Differential expression of type 2 3α/type 5 17β-hydroxysteroid dehydrogenase (AKR1C3) in tumors of the central nervous system.

Int J Clin Exp Pathol 2010 Mar 25;3(8):743-54. Epub 2010 Mar 25.

College of Medicine, University of Oklahoma Health Sciences Center, Oklahoma City, OK 73104, USA.

Human aldo-keto reductase (AKR) 1C3, type 2 3α-hydroxysteroid dehydrogenase (HSC)/ type 5 17β-HSD, is known to be involved in steroids, prostaglandins, and lipid aldehydes metabolism. The expression of AKR1C3 has been demonstrated in hormone-dependent normal tissues such as breast, endometrium, prostate, and testis; and de -regulated AKR1C3 expression has been shown in breast carcinoma, endometrial hyperplasia, endometrial carcinoma, and prostate carcinoma.
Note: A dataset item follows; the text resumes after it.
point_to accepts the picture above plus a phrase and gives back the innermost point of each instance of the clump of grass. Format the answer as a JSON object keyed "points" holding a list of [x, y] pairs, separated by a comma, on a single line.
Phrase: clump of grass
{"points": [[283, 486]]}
AKR1C3 expression has also been demonstrated in hormone-independent normal tissues (renal tubules and urothelium) and neoplastic tissues (renal cell carcinoma, Wilm's tumor, and urothelial cell carcinoma). Extensive expression of AKR1C3 in normal and neoplastic as well as hormone-dependent and hormone-independent tissues indicates that AKR1C3 may have functions beyond steroid hormone metabolism. In this report, we describe a widespread expression of AKR1C3 in glial neoplasms and meningiomas, with limited expression in medulloblastoma and no expression in Schwannoma. These tumors, except meningioma, are not classically considered to be sex hormone-dependent or related brain tumors. The current results corroborate our earlier observations that AKR1C3 is expressed in both sex hormone-dependent and hormone-independent malignancies. Similar to AKR1C3 distribution in Wilm's tumor, we also demonstrate that expression of AKR1C3 is reduced in tumors with embryonic phenotypes.